Kapitel 80 - Was ich für dich tun kann



Wie würdest du dich fühlen…


…wenn der Mensch, den du liebst, und an dessen Seite du jahrelang standest…


… dich einfach austauschen würde?

                         
Wenn du mit jemandem über Tanja reden willst, kannst du immer zu mir kommen. 
Tanja? Warum sollte ich mit dir über Tanja reden wollen? Was hat sie jetzt schon wieder angestellt? 
Irritation. Ich meine, weil Tanja gestorben ist, Tanna. 
 Was redest du denn da? Tanja ist doch nicht gestorben. Diana ist bei Neros Geburt gestorben.“ 

    
Diana ist gleich da drüben. Tanja ist bei ihrer Amputation gestorben. Erinnerst du dich nicht?
Da erinnerte sie sich.

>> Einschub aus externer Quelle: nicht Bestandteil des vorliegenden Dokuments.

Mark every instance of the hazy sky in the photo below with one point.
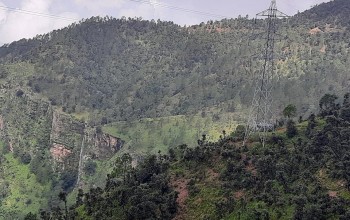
(14, 25)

An die Dinge, die sie zu verschulden hatte. An alles, was sie verloren hatte. 
Du hast alles verloren. 


Deine Kinder. Deine Familie.


Alles, was dir je etwas bedeutet hat.


Du bist ganz allein. Schuldbeladen. Unglücklich. Verzweifelt. So lange schon.


Was würdest du also tun?


„Tanna!“


„Warum willst du denn sterben?“
Er würde es sehen. Aber du würdest es verleugnen. Lügen erzählen. Dich in Ausflüchte retten.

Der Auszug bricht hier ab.